Другими, принадлежащими Аверинцеву, словами, символ – это равновесие формы и содержания. В живописи такой паритет – и самое ценное и самое сложное. Если в картине преобладает смысл, зрителю достается аллегория, если побеждает форма – абстракция. Баланс, трудный, как фуэте на гимнастическом бревне, создает непереводимое единство видимого и невидимого, красоты и глубины, естественного и сверхъестественного, реальности и лежащей за ней истины. В русском искусстве ближе всех к этому идеалу подошел Врубель. “Пан” был написан без модели и в такой спешке, что картина кажется зафиксированной галлюцинацией. Порождение светлой и тревожной ночи, какими они и бывают на Севере летом, Пан явился с заболоченных берегов Десны, где, посредине Брянщины, располагалось поместье Хотылево. Гостивший там Врубель уже написал окрестный пейзаж для портрета жены. Но бес его попутал, и художник соскоблил любимую женщину, чтобы уступить холст сатиру.
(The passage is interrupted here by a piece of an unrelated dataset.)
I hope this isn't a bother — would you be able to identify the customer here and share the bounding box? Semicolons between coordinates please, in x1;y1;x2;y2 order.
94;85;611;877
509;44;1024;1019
Врубель вычитал его у Анатоля Франса: “На седеющем темени торчали притупившиеся рожки. Курносое лицо обрамляла белая борода, сквозь которую виднелись наросты на шее. Жесткие волосы покрывали его грудь. Ноги с раздвоенными копытами от ляжки до ступни поросли густой шерстью”. Собственно, на холсте именно это мы и видим – на первый взгляд. Со второго начинаются чудеса. Могучая фигура состоит из противоречий. Руки, ноги и голова пришиты друг к другу, но так, что швов не видать. Торс атлета принадлежит человеку. Волосатые мослы с копытами вросли в родную стихию – землю. Спрятанное в густой седине лицо возвращает портрет к ветреному пейзажу с развевающимися ветками жидких березок. Ветер выдает метафору. Почти нематериальный и часто непобедимый, он состоит из воздуха и движения. Невидимый и бесспорный, он, как судьба, обнаруживает себя, меняя поведение окружающего. Ветер гонит тучи, сгибает деревья, навевает сны и кошмары. Пан – один из них. Чем дольше мы вглядываемся в картину, тем больше подозрений она вызывает, ибо все твердое, земное, вещественное растворяется в синем свете умирающей луны. “Цветная фотография, – говорил Гоген, – наконец представит нам правду – настоящий цвет неба, дерева, всей материальной природы. Но каков настоящий цвет кентавра?” “Синий”, – ответил бы Врубель. Своим любимым – синим – цветом он всегда красил сгущенную реальность, изображая, например, “глубокий обморок сирени”. Или “Демона”, про которого Лермонтов так и написал: “Синело предо мной пространство”. Собственно, ему, пространству, не остается ничего другого. Когда мертвая и бесцветная атмосфера уходит в даль, она необъяснимым (что бы ни говорил мой учебник физики) образом становится синим небом, оживляющим фантазию. Особенно ночью, когда голубое оказывается фиолетовым, а сны – явью.